一方で龍雅はその黒龍による知識で、世界中から得た記憶や知識を元に演算された戦闘技術、そして多彩な戦闘魔法を駆使した立ち回りが可能である。
圧倒的に龍雅が有利で、シグナスのシナリオも、そうなるように描かれていた。
彼が勝ち、彼の信念に従って光雅の≪solitary Pluto(孤独の冥王星)≫を強制的に抽出し、2つの力で以ってこの次元そのものを崩壊させる。
それをシグナスが事前に阻止し、運命を司る力を得た自分が彼を叩きのめすことで2つの力を回収、同じ要領で一度世界をリセットさせる、ここまでが彼のシナリオだった。
龍雅は全てを知り、絶望し、何も感じられぬままに唯一持っていた巨大な力でさえも奪われ、生涯をとじる。そういう運命が描かれていた。
しかし、思わぬ奇跡が起こった。
――そう、それは紛れもない奇跡だった。
朝倉音姫の願いが通じ、彼女のもつ『お役目』の力の源である『鬼』が、一度音姫の体を離れて彼女の心と共に光雅へと移ったのだった。

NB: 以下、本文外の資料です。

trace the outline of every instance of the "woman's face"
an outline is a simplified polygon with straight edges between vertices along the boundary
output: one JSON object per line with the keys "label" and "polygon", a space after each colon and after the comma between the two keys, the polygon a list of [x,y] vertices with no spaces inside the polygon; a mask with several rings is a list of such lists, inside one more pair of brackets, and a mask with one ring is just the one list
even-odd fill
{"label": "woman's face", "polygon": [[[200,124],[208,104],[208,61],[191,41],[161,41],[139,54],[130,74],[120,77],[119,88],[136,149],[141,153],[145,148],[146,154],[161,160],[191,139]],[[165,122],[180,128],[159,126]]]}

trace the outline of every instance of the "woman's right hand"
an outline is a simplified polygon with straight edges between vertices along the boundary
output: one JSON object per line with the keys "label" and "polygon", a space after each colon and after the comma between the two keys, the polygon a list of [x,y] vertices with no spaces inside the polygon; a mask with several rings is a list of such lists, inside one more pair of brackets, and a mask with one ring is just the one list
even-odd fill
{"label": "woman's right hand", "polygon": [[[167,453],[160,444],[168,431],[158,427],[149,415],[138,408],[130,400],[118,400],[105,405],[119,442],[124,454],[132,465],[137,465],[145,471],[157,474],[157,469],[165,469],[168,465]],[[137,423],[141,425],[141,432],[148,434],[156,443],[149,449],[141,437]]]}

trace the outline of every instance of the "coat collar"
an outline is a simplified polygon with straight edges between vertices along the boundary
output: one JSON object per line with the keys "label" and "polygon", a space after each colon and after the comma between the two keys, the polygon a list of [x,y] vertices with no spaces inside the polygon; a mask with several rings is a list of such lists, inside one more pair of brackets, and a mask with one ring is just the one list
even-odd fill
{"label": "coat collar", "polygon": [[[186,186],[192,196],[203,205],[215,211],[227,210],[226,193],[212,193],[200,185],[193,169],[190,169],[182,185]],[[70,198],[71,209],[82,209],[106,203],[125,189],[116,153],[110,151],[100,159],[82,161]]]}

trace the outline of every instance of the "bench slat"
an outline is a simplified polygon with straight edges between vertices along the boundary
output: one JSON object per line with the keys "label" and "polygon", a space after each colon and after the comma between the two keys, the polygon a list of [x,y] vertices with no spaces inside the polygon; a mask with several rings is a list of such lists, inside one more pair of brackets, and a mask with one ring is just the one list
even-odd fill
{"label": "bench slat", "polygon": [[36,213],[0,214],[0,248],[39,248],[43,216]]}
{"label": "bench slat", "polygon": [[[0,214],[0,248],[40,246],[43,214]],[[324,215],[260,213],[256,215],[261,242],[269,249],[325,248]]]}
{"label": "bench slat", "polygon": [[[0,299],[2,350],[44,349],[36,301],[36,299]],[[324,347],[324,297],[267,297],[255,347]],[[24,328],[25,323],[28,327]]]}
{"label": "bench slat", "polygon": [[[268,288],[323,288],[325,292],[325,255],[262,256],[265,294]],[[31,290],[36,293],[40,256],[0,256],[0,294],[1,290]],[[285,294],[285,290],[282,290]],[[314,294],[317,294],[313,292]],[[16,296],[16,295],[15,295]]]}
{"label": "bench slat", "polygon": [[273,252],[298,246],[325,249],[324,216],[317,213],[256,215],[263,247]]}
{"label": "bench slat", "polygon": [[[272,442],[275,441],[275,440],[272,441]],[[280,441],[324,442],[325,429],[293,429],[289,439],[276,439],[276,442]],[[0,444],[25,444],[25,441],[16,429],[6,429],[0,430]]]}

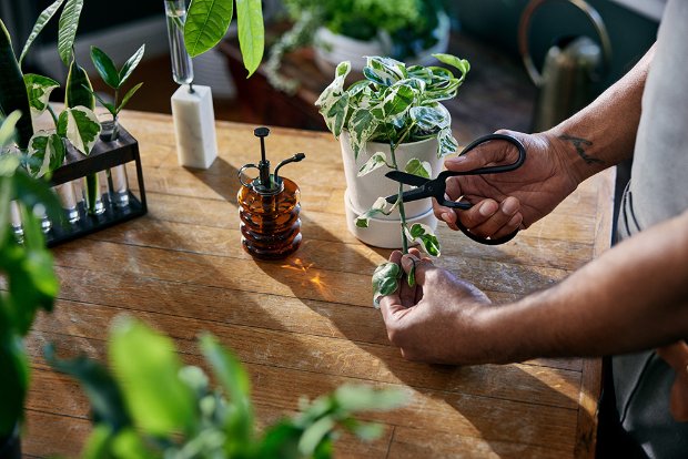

その結果光雅は龍雅を打ち倒すまでに至り、計画は、シナリオは最後の最後に破綻してしまったのだ。
彼の最後の失敗、だが、彼はこう思った。
――面白い。
自分の意志を以って、運命までも打ち破り凌駕する男。
やはり孤独の力を持つに相応しい男だと思った。
それは同時に、龍雅にも向けられた感情でもあった。
彼は自身の力で、もう1度転生することを可能としたのだ。
そして、今もまだ2人は生きている。
生きてこの世界に存在している。
ならば――
シグナスの次の方針は決まった。
長い通路をゆっくり、しっかり歩く。
彼は笑っていた。
自身の運命を曲げられることに対する屈辱と、同時に神の力さえもも物ともしない人間の存在に対する愉悦に。
魔力を使わない魔法使いは、最後の実験に挑むことを決意した。